EDV long put positions are structurally bearish; the modeled P&L assumes European-style exercise at expiration and ignores early assignment, transaction costs, dividends paid before expiry on the stock leg (when present), and the bid-ask spread on the listed chain. EDV positions also carry Financial Services sector concentration risk; news flow inside the sector (peer earnings, regulatory shifts, supply-chain headlines) can move EDV alongside the broader basket even when EDV-specific fundamentals are unchanged. Long-premium structures like a long put on EDV are particularly exposed to IV-crush risk through scheduled events (earnings, FDA decisions, central-bank meetings) where IV typically contracts post-event regardless of the directional outcome. Always rebuild the position from current EDV chain quotes before placing a trade.

Frequently asked questions

What is a long put on EDV?
A long put on EDV is the long put strategy applied to EDV (etf). The strategy is structurally bearish: A long put buys downside exposure with a fixed maximum loss equal to the premium paid; profit accrues if the underlying closes below the strike minus premium at expiration. With EDV etf trading near $61.42, the strikes shown on this page are snapped to the nearest listed EDV chain strike and the premiums come straight from the end-of-day bid/ask midpoint.
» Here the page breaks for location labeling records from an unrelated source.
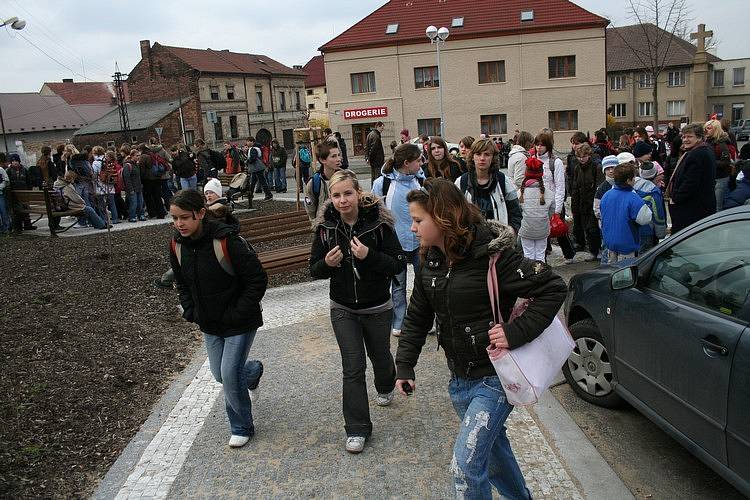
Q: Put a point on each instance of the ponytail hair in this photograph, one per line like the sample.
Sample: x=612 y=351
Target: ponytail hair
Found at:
x=403 y=153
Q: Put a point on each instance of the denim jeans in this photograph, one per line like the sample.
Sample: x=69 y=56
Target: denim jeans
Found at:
x=279 y=179
x=227 y=359
x=357 y=334
x=398 y=290
x=482 y=456
x=135 y=205
x=5 y=223
x=721 y=187
x=91 y=217
x=189 y=182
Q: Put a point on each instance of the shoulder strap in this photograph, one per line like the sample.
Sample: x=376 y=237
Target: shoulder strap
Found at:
x=177 y=251
x=221 y=250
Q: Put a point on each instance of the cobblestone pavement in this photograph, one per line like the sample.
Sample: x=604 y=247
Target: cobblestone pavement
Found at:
x=298 y=447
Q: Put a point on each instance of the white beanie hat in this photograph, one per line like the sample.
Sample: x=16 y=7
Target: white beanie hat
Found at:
x=213 y=185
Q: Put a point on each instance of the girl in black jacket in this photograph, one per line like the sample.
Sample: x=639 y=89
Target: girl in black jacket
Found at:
x=355 y=246
x=221 y=283
x=452 y=285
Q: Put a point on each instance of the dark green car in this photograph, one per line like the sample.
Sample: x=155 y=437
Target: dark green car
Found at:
x=669 y=332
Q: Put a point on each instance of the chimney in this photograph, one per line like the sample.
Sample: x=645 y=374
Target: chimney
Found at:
x=145 y=49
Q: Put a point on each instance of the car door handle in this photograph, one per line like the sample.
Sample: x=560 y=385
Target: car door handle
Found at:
x=709 y=345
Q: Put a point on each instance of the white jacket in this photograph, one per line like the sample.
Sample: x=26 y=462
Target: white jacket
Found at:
x=554 y=185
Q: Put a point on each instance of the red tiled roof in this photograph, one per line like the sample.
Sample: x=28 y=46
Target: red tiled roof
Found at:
x=224 y=61
x=490 y=18
x=86 y=92
x=623 y=41
x=316 y=72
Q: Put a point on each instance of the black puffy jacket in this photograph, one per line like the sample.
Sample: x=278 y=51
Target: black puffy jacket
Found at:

How are EDV long put max profit and max loss calculated?
Max profit equals the strike minus premium times 100 (reached at zero); max loss equals the premium times 100. Breakeven is strike minus premium. For the EDV long put priced from the end-of-day chain at a 30-day expiry (ATM IV 13.10%), the computed maximum profit is $6,024.00 per contract and the computed maximum loss is -$75.00 per contract. Live intraday quotes will differ as the chain moves through the trading session.
What is the breakeven for a EDV long put?
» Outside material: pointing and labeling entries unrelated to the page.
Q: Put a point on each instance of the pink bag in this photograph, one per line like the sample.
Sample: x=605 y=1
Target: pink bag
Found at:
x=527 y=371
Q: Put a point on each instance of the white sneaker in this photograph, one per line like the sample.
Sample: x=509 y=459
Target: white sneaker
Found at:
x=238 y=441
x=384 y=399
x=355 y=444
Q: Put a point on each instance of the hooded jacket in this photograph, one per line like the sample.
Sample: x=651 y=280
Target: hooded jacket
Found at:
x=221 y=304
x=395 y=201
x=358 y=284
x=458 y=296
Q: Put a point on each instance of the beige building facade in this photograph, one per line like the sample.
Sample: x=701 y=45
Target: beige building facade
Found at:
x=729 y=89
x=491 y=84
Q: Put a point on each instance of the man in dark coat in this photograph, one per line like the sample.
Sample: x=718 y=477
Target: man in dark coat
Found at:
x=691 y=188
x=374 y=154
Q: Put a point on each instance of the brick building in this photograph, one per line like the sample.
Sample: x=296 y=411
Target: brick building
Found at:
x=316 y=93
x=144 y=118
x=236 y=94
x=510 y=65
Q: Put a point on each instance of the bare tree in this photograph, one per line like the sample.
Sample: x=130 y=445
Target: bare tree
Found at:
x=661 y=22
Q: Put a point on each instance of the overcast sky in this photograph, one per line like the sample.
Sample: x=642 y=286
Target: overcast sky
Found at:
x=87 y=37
The breakeven for the EDV long put priced on this page is roughly $60.25 at expiration, derived from end-of-day chain premiums. Breakeven is the underlying price at which the strategy's P&L crosses zero ignoring transaction costs and assignment risk. The current EDV market-implied 1-standard-deviation expected move is approximately 3.76%; if the move sits well outside the breakeven distance, the structure's risk-reward becomes correspondingly tighter.
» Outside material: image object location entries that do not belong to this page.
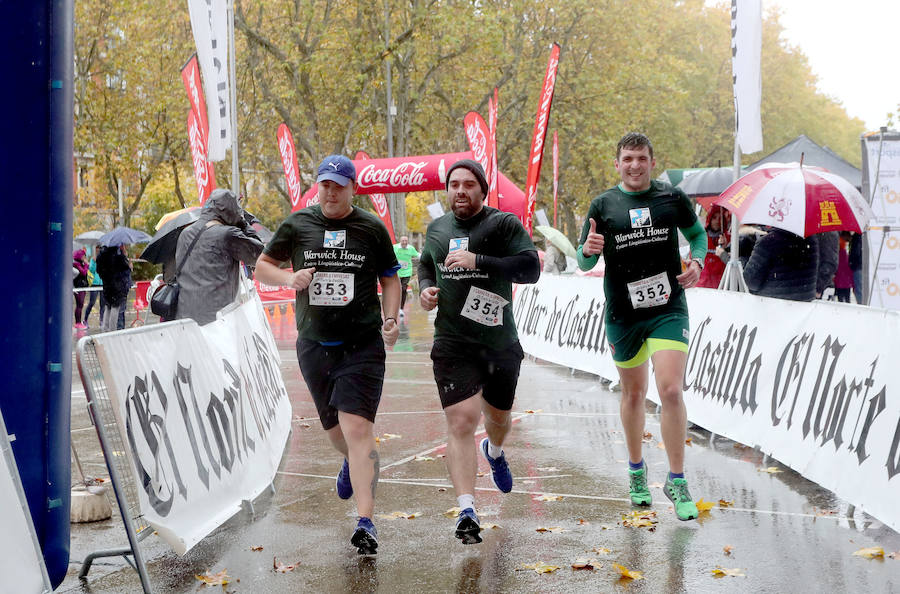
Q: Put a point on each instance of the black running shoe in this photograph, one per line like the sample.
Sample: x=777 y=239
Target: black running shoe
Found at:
x=467 y=527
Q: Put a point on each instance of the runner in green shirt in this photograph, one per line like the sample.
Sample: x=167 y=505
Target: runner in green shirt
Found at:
x=405 y=254
x=635 y=225
x=339 y=254
x=470 y=259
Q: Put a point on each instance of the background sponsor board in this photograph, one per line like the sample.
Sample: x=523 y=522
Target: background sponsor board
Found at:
x=812 y=384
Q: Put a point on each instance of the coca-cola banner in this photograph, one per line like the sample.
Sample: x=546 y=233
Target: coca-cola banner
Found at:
x=204 y=173
x=289 y=162
x=540 y=135
x=379 y=201
x=814 y=385
x=210 y=27
x=375 y=176
x=555 y=173
x=478 y=134
x=493 y=108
When should you consider a long put on EDV?
Long puts on EDV hedge an existing long EDV etf position or express a bearish view with defined risk; position sizing typically scales the put notional to the underlying EDV exposure being hedged.
How does current EDV implied volatility affect this long put?
EDV ATM IV is at 13.10% with IV rank near 36.65%, which is mid-range against its 1-year history. Strategy selection depends more on directional thesis and expected move than on a strong IV signal.